As the second youngest player on the 2007 Women’s World Cup squad, she scored twice in the tournament, tallying the important equalizer against North Korea in a 2-2 draw in the first match and also scoring in the 4-1 third-place victory against Norway.
She also scored twice at the 2008 Olympics, finding the net in the final group match against New Zealand after just 40 seconds in what was at the time the quickest goal in Olympic history. She also scored in the 4-2 semifinal victory against Japan.
One of her greatest goals game in group play at the 2011 Women’s World Cup when she scored a spectacular strike from distance against Colombia in Sinsheim, Germany. It was a finalist for the FIFA Goal of the Year.
Of her 54 assists, one of the most important came on her cross to Alex Morgan in the 123rd minute of the 4-3 victory against Canada in the 2012 Olympics at Old Trafford in Manchester, England.
O’Reilly’s 46 goals came against 23 different countries – including three against the country of her ancestors, Ireland – and she had one career hat trick, coming against the Dominican Republic during 2012 Olympic qualifying. She scored goals in six different countries outside the United States.
Heather Ann O’Reilly, known as HAO to many fans and almost all of her teammates, grew up in East Brunswick, N.J., and at an early age showed the talent that would lead to an historic career.
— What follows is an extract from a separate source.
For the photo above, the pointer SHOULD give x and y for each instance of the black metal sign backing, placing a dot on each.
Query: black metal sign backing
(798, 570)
She was a high school All-American, a national high school player of the year and scored 143 goals as a prep.
At the age of 17, she helped lead the USA to the championship at the inaugural FIFA Under-19 Women’s World Cup in Canada, scoring four goals with seven assists in six games as the Americans defeated the hosts in sudden death overtime in front of almost 48,000 fans in Edmonton. She would visit that same stadium on the road to her final world title as the USA won the 2015 FIFA Women’s World Cup in Canada. Overall, she scored 18 goals in 18 U-19 internationals.
She would score her first WNT goal about a month after the U-19 World Cup title, and her first four years on the U.S. team would be spent mostly coming off the bench. O’Reilly would eventually start 150 of her 230 games to date, playing forward early in her career and flank midfielder in the later years. Her best scoring year came in 2008 when she had 10 goals and 10 assists, becoming one of just six players in U.S. history to hit double-figures in both categories in a calendar year (Mia Hamm did it five times and Carin Gabarra and Abby Wambach did it twice each).
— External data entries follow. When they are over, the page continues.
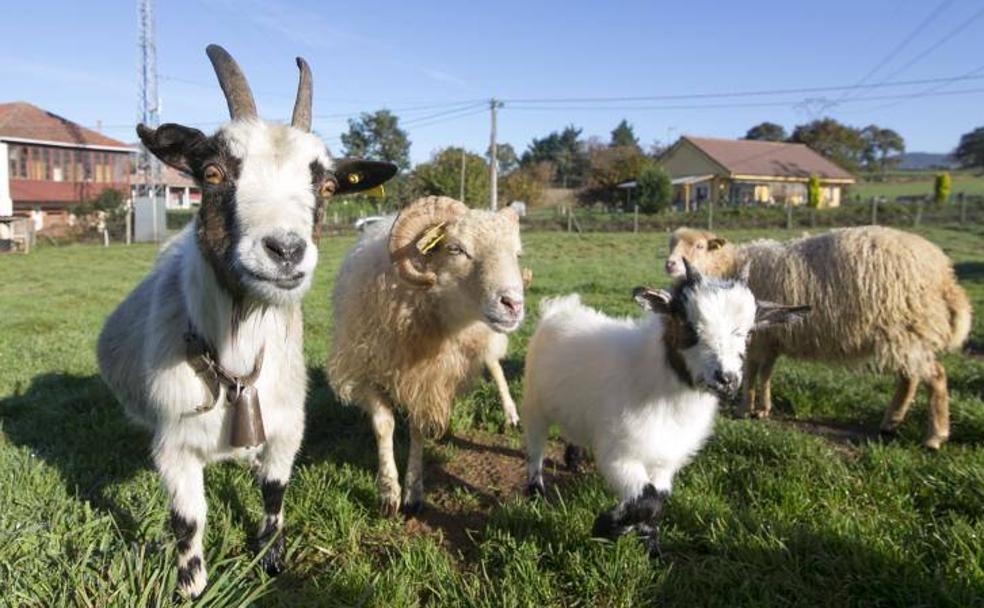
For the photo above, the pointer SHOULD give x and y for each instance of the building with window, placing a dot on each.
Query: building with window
(51, 164)
(746, 172)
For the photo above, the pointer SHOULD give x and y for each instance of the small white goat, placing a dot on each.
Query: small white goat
(641, 394)
(207, 351)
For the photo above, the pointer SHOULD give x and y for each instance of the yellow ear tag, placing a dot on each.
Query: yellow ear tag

O’Reilly began her professional club career with her home state Sky Blue FC in WPS, playing there from 2009-2011 and helping the team to the league title in 2009, scoring the game-winner in the championship game en route to being named the championship game MVP. She played with the Boston Breakers in the WPSL and NWSL from 2012-2014 before joining FC Kansas City for the 2015 season where she helped the club to the league title, getting the game-winning assist on Amy Rodriguez’ match-winner. The achievement landed her championships for club and country within a four-month span.
From 2001-2009, in only one year did she fail to win a championship, winning a New Jersey high school state title, a U-19 Women’s World Cup title, two NCAA titles, two Olympic titles and a WPS championship with Sky Blue FC.
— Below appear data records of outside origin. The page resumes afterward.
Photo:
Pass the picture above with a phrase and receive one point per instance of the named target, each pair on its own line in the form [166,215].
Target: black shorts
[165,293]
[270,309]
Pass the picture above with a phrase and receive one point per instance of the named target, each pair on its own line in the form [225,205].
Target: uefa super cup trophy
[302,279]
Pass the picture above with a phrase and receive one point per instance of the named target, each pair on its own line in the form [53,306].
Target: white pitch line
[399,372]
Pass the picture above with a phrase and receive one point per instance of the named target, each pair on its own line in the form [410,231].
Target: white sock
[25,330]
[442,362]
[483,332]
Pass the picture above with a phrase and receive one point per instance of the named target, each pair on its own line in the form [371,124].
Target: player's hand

O’Reilly had a spectacular college career as well, including a dream season as a senior when she led North Carolina to its 18th NCAA women’s championship with a 2-1 victory against top-ranked and previously unbeaten Notre Dame. The Tar Heels finished with 27 successive wins (27-1-0) after a season-opening loss. She scored in the semifinal victory against UCLA and in the national championship game, earning Offensive MVP honors. She also won an NCAA title as a freshman, helping UNC to an undefeated season, and scored 59 goals with 49 assists overall for the Tar Heels.
O’Reilly, who married former UNC lacrosse player Dave Werry in 2011, resides in Chapel Hill, N.C., where she graduated from UNC with a degree in Education in 2009.